This story was originally published Sept. 30.
There's growing concern in Alberta about the new threat to provincial ecosystems posed by whirling fish disease, which was first detected last month and has now turned up in several lakes and streams. But the parasitic infection joins an already long list of invasive species provincial officials are on the lookout for.
1. Whirling fish disease
According to Barry Gibbs, executive director of the Alberta Invasive Species Council, whirling fish disease has become a big enough concern to land on his list.
The infection affects trout and salmon, and can cause infected fish to swim in a whirling pattern and die prematurely.
On Thursday, the Canadian Food Inspection Agency confirmed that the disease, first detected in Johnson Lake, has now been found at six more locations in waterways near Banff National Park.
Whirling fish disease has the potential to wipe out up to 90 per cent of a trout population, according Alberta Environment and Parks biologist Roger Ramcharita.
The disease can be transmitted through equipment used for swimming, paddling, boating, water pumping and fishing, or through infected fish and fish parts.
2. Zebra and quagga mussels
The battle to keep Alberta free of zebra and quagga mussels is also an important one, and it's going well, Gibbs says.
The fingernail-sized freshwater mollusks get attached to boats and can choke out native species and clog water intake pipes and machinery once they get established.
The province's mandatory boat inspection program, which uses specially-trained sniffer dogs, has so far been effective in keeping the creatures out.
The mussels can live out of water for up to 30 days and once they get established are difficult to eradicate.
3. Flowering rush
Flowering rush, a prohibited noxious weed, has been identified in 12 locations around Alberta, including Lake Chestermere east of Calgary, says Gibbs.
(Prohibited noxious and noxious are terms used in the Alberta Weed Control Act: Prohibited noxious weeds must be destroyed and noxious weeds must be controlled).
The cattail-like perennial infests bays and shorelines, pushing out native vegetation and growing into impenetrable thickets.
Before it was banned, the pretty, pink plant — which is native to Europe, African and Asia — was popular as a decorative plant in water features, and was even sold commercially for a time.
"It's a big concern," he said. "There is a lot of work underway to try to find ways to control it."
The province is working with officials in Idaho and Montana to develop an effective herbicide.
4. Hawkweed (meadow and orange)
The province is also trying to stamp out two prohibited forms of hawkweed — meadow and orange.

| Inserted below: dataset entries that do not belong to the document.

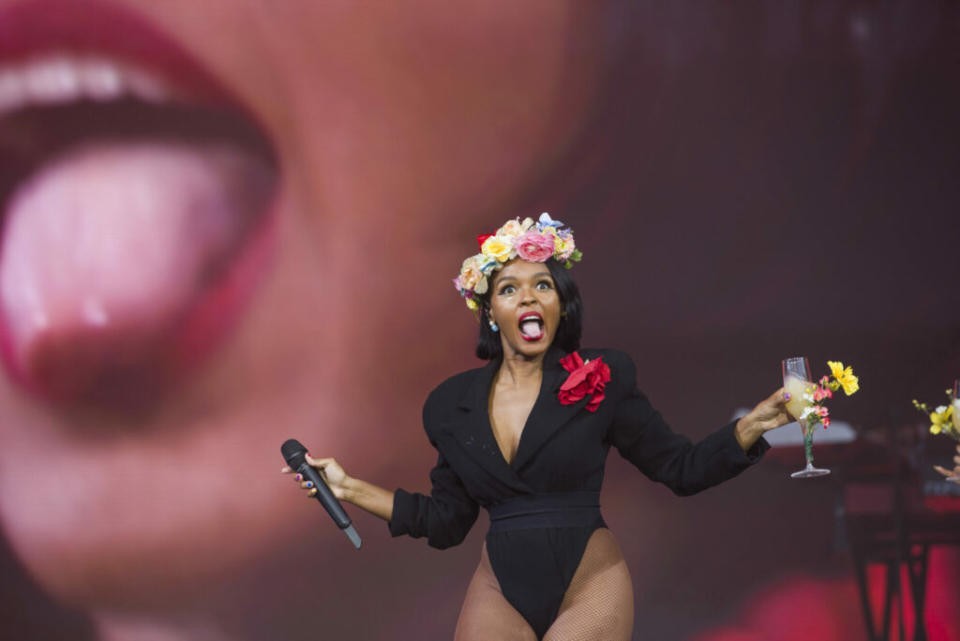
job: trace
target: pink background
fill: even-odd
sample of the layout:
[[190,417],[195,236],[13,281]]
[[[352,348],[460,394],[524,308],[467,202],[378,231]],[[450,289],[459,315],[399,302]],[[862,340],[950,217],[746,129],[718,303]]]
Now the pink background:
[[[202,578],[193,576],[193,560],[169,574],[154,568],[193,558],[180,556],[177,546],[189,547],[193,537],[207,533],[189,522],[172,537],[175,544],[164,552],[169,557],[137,561],[136,555],[102,555],[98,563],[120,577],[111,585],[121,586],[121,595],[128,578],[136,584],[139,596],[129,600],[103,596],[93,587],[99,583],[91,580],[88,588],[82,577],[62,587],[49,578],[51,570],[40,562],[24,563],[18,546],[0,538],[0,637],[93,639],[101,625],[97,613],[109,610],[115,621],[145,621],[158,630],[169,626],[196,639],[451,638],[486,516],[461,546],[440,552],[423,541],[391,539],[385,524],[348,506],[364,538],[363,549],[354,551],[319,507],[302,501],[277,473],[279,446],[288,437],[300,438],[314,454],[337,457],[355,476],[388,488],[427,490],[435,454],[419,426],[420,404],[446,376],[479,365],[472,356],[475,325],[449,279],[458,261],[475,251],[473,235],[492,231],[508,217],[549,211],[575,229],[584,253],[573,272],[586,304],[584,344],[630,353],[641,387],[674,429],[691,437],[707,434],[736,408],[752,407],[775,390],[779,362],[787,356],[805,354],[816,371],[826,369],[827,359],[855,366],[862,391],[835,401],[833,411],[859,431],[861,443],[921,425],[911,399],[938,402],[960,376],[955,5],[597,4],[589,17],[567,16],[560,62],[551,64],[561,64],[570,76],[555,79],[559,93],[549,104],[560,106],[548,112],[543,104],[525,102],[523,83],[503,86],[485,75],[523,66],[526,48],[543,45],[535,34],[525,40],[520,28],[510,32],[512,14],[506,8],[491,12],[487,21],[460,22],[458,16],[441,15],[439,6],[420,3],[407,17],[436,37],[401,33],[393,42],[383,31],[397,16],[336,5],[340,14],[359,14],[350,25],[355,31],[343,27],[342,40],[334,42],[333,32],[325,31],[330,16],[324,15],[324,3],[315,9],[308,4],[282,3],[277,12],[297,18],[303,28],[281,37],[278,27],[262,45],[264,57],[279,56],[286,47],[296,50],[291,57],[299,64],[317,61],[327,72],[303,77],[302,84],[275,96],[290,114],[296,136],[289,135],[308,140],[308,150],[367,145],[361,151],[369,154],[370,165],[378,159],[403,165],[403,148],[353,143],[337,133],[349,132],[349,123],[315,110],[320,99],[310,92],[322,95],[330,79],[341,82],[339,91],[356,89],[350,65],[357,64],[397,80],[397,87],[382,93],[372,87],[377,112],[359,100],[348,110],[351,117],[387,118],[390,126],[378,139],[390,131],[403,136],[404,123],[425,127],[436,118],[438,131],[432,133],[448,145],[436,162],[417,164],[426,152],[410,144],[405,149],[414,169],[374,167],[366,187],[331,180],[328,194],[345,185],[342,189],[370,196],[366,208],[349,209],[315,207],[308,192],[298,192],[297,184],[326,171],[327,159],[281,145],[284,171],[298,177],[290,180],[291,199],[304,219],[324,231],[299,244],[281,242],[279,251],[352,257],[333,270],[297,263],[284,272],[286,289],[276,290],[292,300],[308,288],[347,281],[346,291],[336,295],[331,292],[341,290],[329,285],[322,301],[318,297],[300,317],[302,327],[311,326],[319,338],[329,338],[324,334],[331,327],[343,332],[337,335],[345,342],[343,351],[329,348],[334,350],[329,353],[330,367],[335,363],[345,373],[340,379],[336,372],[325,373],[340,381],[329,383],[337,390],[336,420],[319,418],[333,401],[323,395],[318,378],[303,396],[315,400],[296,408],[302,425],[269,406],[256,419],[255,436],[234,442],[229,429],[218,436],[228,454],[208,459],[209,468],[228,481],[238,509],[248,510],[250,519],[273,534],[233,554],[244,521],[231,514],[220,521],[214,517],[225,552],[222,562],[203,566]],[[197,41],[191,37],[209,29],[211,42],[226,43],[217,60],[229,69],[230,46],[245,52],[236,54],[240,59],[261,45],[255,39],[249,46],[231,45],[231,29],[241,32],[261,11],[265,31],[275,24],[271,20],[279,24],[281,18],[266,17],[273,11],[268,5],[250,3],[235,14],[222,8],[222,15],[198,10],[195,16],[183,5],[182,22],[194,25],[192,32],[179,31],[181,18],[167,20],[163,8],[144,12],[184,38],[188,49]],[[204,20],[209,26],[202,26]],[[451,50],[460,51],[457,43],[463,41],[470,42],[460,59]],[[392,47],[386,54],[374,46],[384,42]],[[197,45],[198,56],[204,46]],[[476,77],[464,71],[470,67],[464,60],[482,67],[485,56],[503,47],[509,55],[491,69],[478,70]],[[424,85],[412,84],[407,95],[399,89],[405,62],[397,62],[398,51],[416,54],[430,78],[444,76],[444,65],[465,75],[439,88],[420,78]],[[335,73],[337,62],[344,63],[342,77]],[[488,89],[504,93],[494,96]],[[489,149],[474,156],[467,152],[480,142],[471,138],[469,123],[449,122],[446,91],[489,98],[474,116],[478,121],[497,118],[497,110],[513,114],[529,108],[530,122],[543,130],[529,140],[488,141]],[[574,109],[572,103],[575,114],[568,117],[564,110]],[[325,175],[336,178],[331,171]],[[383,185],[389,180],[400,182],[387,192]],[[469,189],[447,190],[460,182]],[[418,218],[414,203],[437,190],[447,190],[445,200],[430,201]],[[330,249],[341,240],[347,249]],[[362,260],[349,262],[358,256]],[[271,290],[271,305],[283,316],[286,299],[276,291]],[[298,313],[295,307],[291,315]],[[344,310],[351,314],[349,322],[326,324],[328,314]],[[296,336],[309,351],[307,329]],[[265,345],[265,351],[274,346]],[[311,352],[303,367],[324,367],[326,354]],[[271,369],[270,375],[303,380],[297,356],[290,358],[288,369]],[[344,381],[349,384],[339,386]],[[4,385],[8,409],[0,406],[0,422],[26,425],[9,409],[10,399],[32,401],[23,401],[9,382]],[[245,395],[242,387],[225,393]],[[0,446],[15,446],[24,433],[9,429]],[[948,463],[945,439],[922,442],[924,470],[933,462]],[[190,445],[183,448],[189,458]],[[824,454],[838,473],[824,480],[789,479],[801,463],[802,454],[794,450],[768,457],[734,482],[681,500],[613,453],[602,504],[634,580],[634,638],[865,638],[850,555],[835,538],[835,498],[848,459],[831,456]],[[151,458],[145,450],[142,473],[173,470],[188,486],[209,486],[209,479],[192,476],[191,469],[178,469],[178,457],[167,451],[162,460]],[[52,458],[37,462],[37,478],[49,474],[47,465],[71,466],[66,452]],[[103,466],[108,474],[109,465]],[[78,474],[96,476],[98,470],[85,465]],[[75,481],[78,492],[92,483]],[[4,478],[13,494],[26,491],[30,482],[24,476]],[[135,486],[139,480],[133,474],[117,482]],[[69,496],[70,487],[62,489]],[[157,492],[162,488],[132,492],[129,503],[114,508],[160,510],[166,501],[193,500],[190,493]],[[31,500],[38,510],[54,509],[45,508],[43,495]],[[5,518],[4,530],[10,531],[15,524]],[[98,518],[99,523],[91,518],[71,527],[109,530],[109,514]],[[84,539],[85,533],[77,531],[76,537]],[[125,545],[136,549],[138,542]],[[204,563],[220,547],[210,549],[197,553],[205,555]],[[930,563],[930,639],[958,641],[960,552],[937,548]],[[882,577],[872,570],[871,578],[879,603]],[[188,597],[171,596],[178,593]]]

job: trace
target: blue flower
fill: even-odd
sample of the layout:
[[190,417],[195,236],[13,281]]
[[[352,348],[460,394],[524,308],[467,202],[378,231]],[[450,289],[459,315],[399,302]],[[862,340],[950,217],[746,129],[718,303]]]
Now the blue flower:
[[560,225],[562,224],[563,223],[561,223],[559,220],[554,220],[553,218],[550,218],[550,214],[548,214],[547,212],[543,212],[542,214],[540,214],[540,222],[537,223],[537,228],[540,231],[543,231],[544,227],[553,227],[554,229],[556,229],[560,227]]

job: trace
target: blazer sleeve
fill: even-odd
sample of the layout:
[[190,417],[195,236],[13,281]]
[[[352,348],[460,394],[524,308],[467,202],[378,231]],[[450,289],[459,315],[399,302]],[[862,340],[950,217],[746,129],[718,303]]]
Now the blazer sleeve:
[[393,494],[393,518],[388,523],[390,534],[427,537],[427,543],[444,549],[460,544],[477,520],[479,507],[470,498],[463,481],[450,467],[443,452],[431,436],[435,424],[436,392],[423,407],[423,424],[430,444],[438,450],[437,464],[430,471],[430,495],[397,489]]
[[737,476],[760,460],[770,445],[762,437],[744,452],[734,434],[736,421],[721,427],[699,443],[670,429],[660,412],[637,388],[636,368],[626,354],[618,353],[615,376],[623,396],[608,439],[620,455],[650,479],[663,483],[680,496],[696,494]]

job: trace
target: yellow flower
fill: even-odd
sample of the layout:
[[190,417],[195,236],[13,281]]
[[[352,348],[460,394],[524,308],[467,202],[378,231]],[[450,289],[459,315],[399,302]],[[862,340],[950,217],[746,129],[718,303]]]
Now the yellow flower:
[[830,373],[833,374],[833,377],[840,383],[843,392],[847,396],[850,396],[860,389],[860,379],[853,375],[852,366],[844,368],[843,363],[840,361],[827,361],[827,365],[830,367]]
[[560,236],[554,236],[554,255],[557,256],[560,260],[567,260],[570,258],[570,255],[573,253],[573,250],[577,248],[573,244],[573,237],[568,236],[567,238],[561,238]]
[[502,238],[491,236],[483,241],[480,251],[484,256],[495,258],[501,263],[505,263],[510,260],[510,253],[513,251],[513,247]]
[[930,412],[930,421],[933,423],[930,426],[931,434],[939,434],[944,430],[949,432],[953,421],[953,405],[941,406],[937,411]]
[[465,300],[467,301],[467,307],[468,307],[471,311],[474,311],[474,312],[475,312],[475,311],[477,311],[478,309],[480,309],[480,305],[477,304],[477,301],[473,300],[472,298],[467,298],[467,299],[465,299]]

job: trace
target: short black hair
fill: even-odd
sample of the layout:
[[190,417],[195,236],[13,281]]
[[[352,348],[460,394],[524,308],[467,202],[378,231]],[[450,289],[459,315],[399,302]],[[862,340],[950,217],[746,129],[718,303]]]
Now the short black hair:
[[[570,270],[555,258],[545,263],[550,270],[553,284],[560,296],[560,326],[553,337],[553,344],[566,353],[580,349],[580,336],[583,334],[583,299],[580,289],[570,275]],[[480,305],[480,334],[477,336],[477,358],[493,360],[503,354],[500,333],[490,329],[490,294],[493,290],[493,274],[489,277],[490,288],[476,297]]]

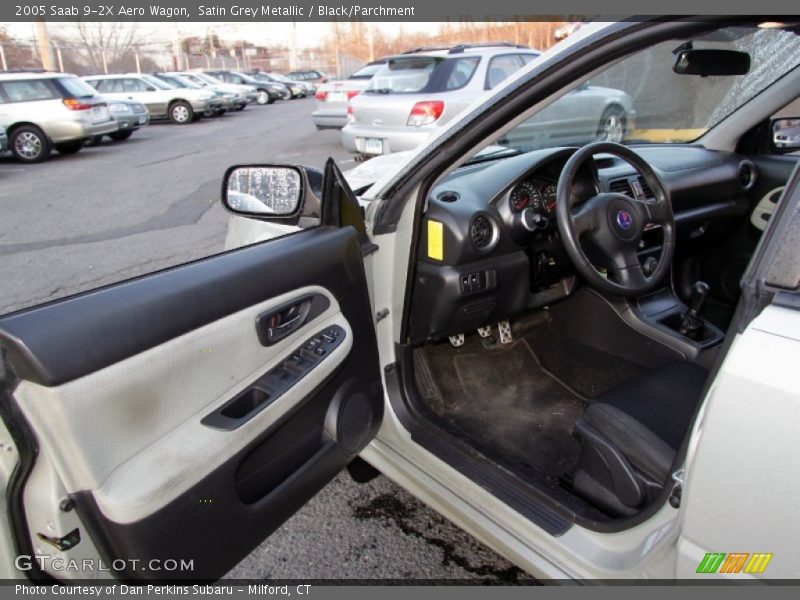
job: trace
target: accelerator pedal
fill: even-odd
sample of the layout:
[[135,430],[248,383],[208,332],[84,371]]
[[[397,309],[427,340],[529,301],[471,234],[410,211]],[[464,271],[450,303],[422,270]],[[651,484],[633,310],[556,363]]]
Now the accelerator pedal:
[[500,333],[501,344],[510,344],[514,341],[514,334],[511,333],[510,321],[500,321],[497,324],[497,331]]

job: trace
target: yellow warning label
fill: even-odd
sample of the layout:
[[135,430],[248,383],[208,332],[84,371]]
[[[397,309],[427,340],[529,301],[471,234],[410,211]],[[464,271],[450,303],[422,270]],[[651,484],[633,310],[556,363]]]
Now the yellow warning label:
[[444,227],[439,221],[428,221],[428,256],[444,260]]

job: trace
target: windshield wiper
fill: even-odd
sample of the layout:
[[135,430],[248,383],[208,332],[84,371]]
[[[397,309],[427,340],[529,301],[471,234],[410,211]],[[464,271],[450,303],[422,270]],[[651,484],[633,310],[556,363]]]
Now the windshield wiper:
[[391,94],[392,90],[389,88],[376,88],[374,90],[366,90],[371,94]]

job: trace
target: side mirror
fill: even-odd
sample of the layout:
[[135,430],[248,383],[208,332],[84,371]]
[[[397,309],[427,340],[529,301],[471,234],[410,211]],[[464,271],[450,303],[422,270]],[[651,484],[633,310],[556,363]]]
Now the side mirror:
[[294,165],[235,165],[225,171],[222,204],[253,219],[298,224],[319,218],[322,173]]
[[800,150],[800,117],[774,119],[772,144],[779,152]]
[[750,70],[750,55],[738,50],[678,49],[672,70],[678,75],[700,77],[746,75]]

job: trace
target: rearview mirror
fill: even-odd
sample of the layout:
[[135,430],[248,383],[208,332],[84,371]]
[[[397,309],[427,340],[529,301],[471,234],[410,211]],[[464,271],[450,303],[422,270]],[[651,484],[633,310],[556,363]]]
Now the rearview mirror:
[[246,217],[291,218],[303,198],[300,169],[291,166],[234,166],[225,172],[222,203]]
[[782,152],[800,150],[800,117],[772,121],[772,143]]
[[730,76],[746,75],[750,55],[738,50],[678,50],[672,70],[678,75]]

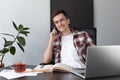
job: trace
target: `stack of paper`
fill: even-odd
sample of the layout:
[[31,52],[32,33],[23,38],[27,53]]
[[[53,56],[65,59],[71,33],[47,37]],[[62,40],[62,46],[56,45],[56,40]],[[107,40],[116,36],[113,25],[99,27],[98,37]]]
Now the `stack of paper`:
[[40,72],[32,72],[32,69],[26,69],[26,71],[22,73],[16,73],[14,70],[4,69],[0,72],[0,76],[7,79],[14,79],[23,76],[37,76],[38,73]]

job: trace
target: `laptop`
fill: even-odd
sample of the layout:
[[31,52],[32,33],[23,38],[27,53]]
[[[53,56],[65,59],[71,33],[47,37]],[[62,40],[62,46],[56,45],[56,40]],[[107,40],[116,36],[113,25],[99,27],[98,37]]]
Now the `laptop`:
[[86,69],[73,69],[81,78],[99,78],[120,75],[120,46],[92,46],[87,50]]

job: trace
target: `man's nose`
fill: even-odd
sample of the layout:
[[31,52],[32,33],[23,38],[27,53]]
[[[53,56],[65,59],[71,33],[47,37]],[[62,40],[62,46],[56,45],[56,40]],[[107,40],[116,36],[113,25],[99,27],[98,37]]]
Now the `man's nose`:
[[61,24],[62,24],[62,22],[61,22],[61,21],[59,21],[58,25],[61,25]]

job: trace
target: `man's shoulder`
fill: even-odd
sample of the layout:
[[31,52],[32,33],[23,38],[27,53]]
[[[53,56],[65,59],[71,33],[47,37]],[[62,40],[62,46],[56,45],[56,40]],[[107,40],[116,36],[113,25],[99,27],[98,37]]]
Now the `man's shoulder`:
[[75,35],[88,34],[86,31],[80,31],[80,30],[73,30],[73,33]]

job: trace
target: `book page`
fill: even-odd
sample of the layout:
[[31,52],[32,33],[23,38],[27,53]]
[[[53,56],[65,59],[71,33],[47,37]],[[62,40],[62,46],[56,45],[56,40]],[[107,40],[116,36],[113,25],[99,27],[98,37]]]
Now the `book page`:
[[53,68],[53,71],[65,71],[65,72],[71,72],[72,71],[72,67],[66,64],[62,64],[62,63],[56,63]]
[[53,65],[37,65],[33,71],[39,71],[39,72],[52,72]]

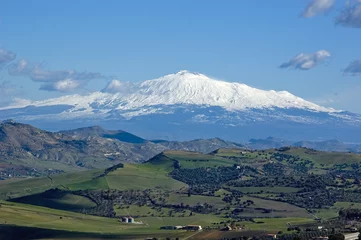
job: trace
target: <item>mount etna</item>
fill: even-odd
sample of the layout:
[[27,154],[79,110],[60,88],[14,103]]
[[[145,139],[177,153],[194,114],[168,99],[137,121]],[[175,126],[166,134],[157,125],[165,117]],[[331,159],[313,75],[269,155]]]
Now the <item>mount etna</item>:
[[0,108],[0,119],[9,118],[53,131],[99,125],[167,140],[273,136],[355,142],[361,134],[359,114],[188,71],[134,84],[113,80],[88,95],[17,99]]

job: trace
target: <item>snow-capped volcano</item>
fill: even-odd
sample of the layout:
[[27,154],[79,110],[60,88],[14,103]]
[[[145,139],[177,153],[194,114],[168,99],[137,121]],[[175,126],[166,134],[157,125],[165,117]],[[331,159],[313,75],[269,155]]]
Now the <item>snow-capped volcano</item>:
[[188,71],[144,81],[139,85],[139,91],[123,99],[133,107],[195,104],[219,106],[227,110],[278,107],[334,111],[307,102],[286,91],[263,91],[245,84],[218,81]]
[[[170,135],[169,126],[181,126],[186,129],[182,134],[188,131],[192,135],[200,130],[198,127],[194,130],[197,124],[208,124],[212,129],[231,127],[232,134],[235,129],[248,127],[250,130],[250,125],[259,124],[269,125],[272,131],[285,124],[292,127],[317,125],[318,128],[326,125],[333,128],[361,126],[360,115],[325,108],[286,91],[260,90],[188,71],[139,83],[113,80],[103,91],[88,95],[67,95],[43,101],[18,100],[11,106],[0,108],[0,119],[4,118],[32,124],[66,120],[67,124],[76,122],[77,126],[95,123],[108,128],[126,124],[132,128],[124,130],[135,133],[139,131],[134,128],[146,127],[147,131],[154,128],[156,132]],[[51,126],[65,128],[61,123]],[[212,131],[207,136],[219,137]],[[276,136],[264,131],[266,136]]]
[[[117,81],[117,80],[115,80]],[[204,105],[217,106],[226,110],[246,110],[265,108],[298,108],[320,112],[335,112],[334,109],[318,106],[286,91],[264,91],[241,83],[230,83],[207,77],[200,73],[180,71],[164,77],[137,84],[117,81],[119,92],[109,86],[104,92],[87,96],[70,95],[45,101],[20,101],[13,107],[49,106],[69,104],[76,109],[91,110],[96,104],[109,110],[131,110],[157,105]],[[113,81],[110,87],[114,85]],[[25,106],[24,106],[25,103]],[[9,107],[7,107],[9,108]],[[84,109],[85,110],[85,109]]]

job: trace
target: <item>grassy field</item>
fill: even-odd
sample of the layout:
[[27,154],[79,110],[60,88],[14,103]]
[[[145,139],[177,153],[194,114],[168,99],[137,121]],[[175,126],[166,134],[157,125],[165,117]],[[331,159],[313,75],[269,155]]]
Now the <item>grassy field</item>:
[[258,193],[258,192],[270,192],[270,193],[293,193],[298,192],[300,188],[293,187],[232,187],[243,193]]
[[232,166],[235,162],[222,157],[185,151],[166,151],[165,156],[178,160],[183,168]]
[[[181,168],[211,168],[215,166],[233,166],[235,163],[240,163],[257,168],[258,172],[255,171],[256,174],[264,176],[266,171],[262,171],[263,165],[271,161],[270,156],[274,153],[290,154],[302,159],[311,160],[316,165],[316,168],[312,169],[316,174],[325,173],[335,163],[345,161],[348,163],[361,162],[361,155],[357,154],[323,153],[303,148],[292,148],[282,152],[275,149],[255,152],[239,149],[220,149],[211,155],[167,151],[145,164],[125,164],[123,168],[118,168],[105,176],[100,176],[104,173],[104,170],[92,170],[43,178],[5,180],[0,181],[0,199],[18,199],[16,203],[2,203],[0,209],[0,229],[1,225],[15,225],[31,228],[25,229],[29,231],[33,228],[53,229],[77,234],[81,232],[87,234],[110,234],[123,236],[124,239],[136,239],[135,236],[141,236],[144,239],[146,235],[184,236],[184,234],[187,235],[184,232],[167,232],[161,231],[159,228],[164,225],[189,224],[198,224],[206,227],[215,226],[214,223],[223,226],[225,222],[232,220],[225,217],[228,217],[230,213],[233,214],[233,210],[239,210],[238,208],[242,208],[242,211],[239,210],[236,213],[239,214],[240,218],[245,219],[249,217],[255,219],[255,222],[241,222],[249,230],[277,232],[286,231],[290,224],[312,223],[314,216],[303,208],[285,202],[256,197],[272,197],[277,196],[278,193],[295,193],[300,191],[300,188],[273,185],[273,187],[230,187],[230,189],[227,188],[229,191],[236,189],[239,195],[231,200],[226,198],[223,201],[222,199],[225,195],[231,195],[225,189],[216,191],[215,196],[195,195],[196,192],[192,192],[188,196],[186,194],[188,186],[170,177],[170,172],[174,169],[176,161],[180,163]],[[286,160],[282,164],[287,164]],[[321,166],[321,164],[326,165]],[[202,170],[204,171],[204,169]],[[206,169],[206,171],[208,170],[211,169]],[[248,177],[256,178],[258,175],[249,175]],[[240,179],[239,175],[236,175],[235,179]],[[245,179],[242,178],[240,181],[242,180]],[[225,187],[226,185],[223,186]],[[68,192],[63,191],[62,196],[55,197],[41,194],[51,188],[60,188],[68,190]],[[124,203],[122,206],[115,205],[114,207],[117,216],[132,215],[137,217],[136,221],[142,221],[144,225],[121,224],[119,220],[114,218],[102,218],[69,212],[95,207],[95,203],[89,198],[69,192],[87,189],[154,190],[151,192],[154,195],[149,197],[151,201],[146,198],[146,203],[139,203],[140,205],[146,204],[144,206],[135,205],[132,199],[131,202]],[[123,193],[119,194],[120,197],[124,197],[124,195],[121,195]],[[202,193],[198,192],[198,194]],[[162,198],[164,196],[165,199]],[[153,197],[154,199],[152,199]],[[230,196],[227,197],[229,199]],[[253,204],[248,205],[247,200],[252,201]],[[157,204],[161,202],[168,205],[160,207],[160,205],[154,203],[157,201]],[[181,203],[189,206],[208,203],[217,210],[213,210],[212,214],[194,212],[191,214],[191,211],[196,210],[189,208],[188,210],[176,212],[175,209],[178,209],[179,206],[171,206],[171,204],[178,205]],[[112,204],[117,203],[113,202]],[[150,207],[150,205],[153,207]],[[171,209],[171,207],[174,207],[174,209]],[[314,210],[315,216],[330,219],[336,217],[341,208],[361,208],[361,203],[337,202],[328,209]],[[221,222],[222,224],[219,224]],[[94,239],[97,239],[97,237],[94,237]]]
[[70,193],[56,193],[53,195],[49,193],[40,193],[24,196],[12,201],[68,211],[77,211],[96,207],[96,204],[89,198]]
[[171,204],[180,204],[183,203],[185,205],[194,206],[197,203],[203,204],[208,203],[216,208],[225,207],[227,204],[222,201],[221,197],[211,197],[211,196],[201,196],[201,195],[191,195],[188,197],[187,194],[178,194],[172,193],[168,198],[168,203]]
[[159,229],[161,226],[184,226],[184,225],[201,225],[201,226],[212,226],[213,223],[220,223],[225,221],[218,216],[211,214],[193,214],[188,217],[144,217],[139,218],[149,227],[153,229]]
[[271,213],[265,214],[267,217],[301,217],[301,218],[312,218],[312,216],[303,208],[296,207],[294,205],[272,201],[264,200],[260,198],[248,197],[245,196],[242,198],[242,201],[251,200],[254,204],[251,205],[252,208],[267,208],[273,209]]
[[0,199],[21,197],[43,192],[51,188],[89,181],[104,170],[52,175],[49,177],[0,181]]
[[95,233],[121,233],[132,228],[144,228],[122,225],[117,219],[8,202],[1,203],[0,224]]
[[321,152],[306,148],[293,147],[286,151],[279,151],[277,149],[269,149],[264,151],[247,151],[240,149],[219,149],[214,156],[219,157],[238,157],[243,158],[246,162],[249,160],[270,159],[274,153],[282,153],[299,157],[301,159],[310,160],[320,166],[331,166],[341,163],[360,163],[361,154],[356,153],[341,153],[341,152]]
[[360,163],[361,154],[356,153],[339,153],[339,152],[319,152],[305,148],[291,148],[283,152],[300,158],[311,160],[316,164],[342,164],[342,163]]
[[289,225],[301,225],[307,223],[313,223],[314,221],[309,218],[259,218],[254,219],[256,223],[242,222],[247,229],[250,230],[263,230],[263,231],[287,231]]
[[106,177],[111,189],[147,189],[160,187],[165,190],[175,190],[187,186],[167,176],[164,171],[153,171],[149,166],[125,165]]
[[[67,235],[80,234],[80,236],[84,235],[84,239],[89,239],[89,236],[98,236],[99,239],[144,239],[147,236],[163,236],[165,238],[166,236],[185,236],[190,233],[160,230],[160,226],[163,226],[163,223],[183,223],[184,225],[188,222],[205,223],[208,220],[202,219],[209,219],[209,217],[194,216],[189,219],[184,218],[182,221],[177,219],[180,218],[164,218],[164,221],[162,218],[154,218],[154,221],[152,218],[144,218],[137,220],[144,221],[146,224],[123,224],[114,218],[103,218],[45,207],[1,202],[0,229],[4,226],[21,226],[67,231]],[[147,224],[148,222],[152,224]],[[62,232],[55,234],[55,236],[61,235]],[[66,239],[71,238],[67,237]],[[97,238],[95,237],[95,239]]]
[[314,209],[315,215],[321,219],[331,219],[338,216],[340,209],[357,208],[361,209],[361,203],[354,202],[336,202],[328,209]]

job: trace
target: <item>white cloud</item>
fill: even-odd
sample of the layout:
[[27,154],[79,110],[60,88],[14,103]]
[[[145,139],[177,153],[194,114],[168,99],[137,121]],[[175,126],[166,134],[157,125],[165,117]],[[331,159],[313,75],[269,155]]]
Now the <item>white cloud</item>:
[[84,86],[93,79],[105,78],[97,72],[77,72],[75,70],[51,71],[44,69],[41,65],[32,65],[28,61],[21,59],[13,63],[8,68],[11,76],[27,76],[34,82],[44,82],[40,90],[46,91],[73,91]]
[[114,79],[102,91],[109,93],[131,93],[136,91],[136,88],[135,84],[131,82],[122,82]]
[[332,8],[335,0],[312,0],[303,11],[302,16],[311,18],[318,14],[326,13]]
[[27,75],[31,72],[30,65],[25,59],[20,59],[16,63],[13,63],[8,68],[9,75],[21,76]]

Meadow hawkweed looks a lot like a dandelion, while the orange version is pretty enough to be a tempting for gardeners to plant as an ornamental.
But the invasive plant, with its high rate of seed production and asexual germination, quickly becomes a problem.
"All of these characteristics facilitate rapid colonization and monopolizing of resources. An undetected patch of hawkweed has great potential to become an ineradicable infestation," according to the Alberta Invasive Species Council's website.
5. Spotted knapweed
Spotted knapweed, which was brought in from Montana, is another prolific seed producer that has become a big concern in Alberta, Gibbs says.
An aggressive colonizer originally from Eastern Europe, the weed gives off a substance that interferes with the ability of its competitor plants to reproduce.
Once it takes root in pastureland, it is extremely difficult for ranchers to get rid of it.
"Knapweeds have become well known because of their almost wholesale degradation of large tracts of rangeland in the northwestern U.S. and parts of southern B.C.," according to the Alberta Invasive Species Council's website.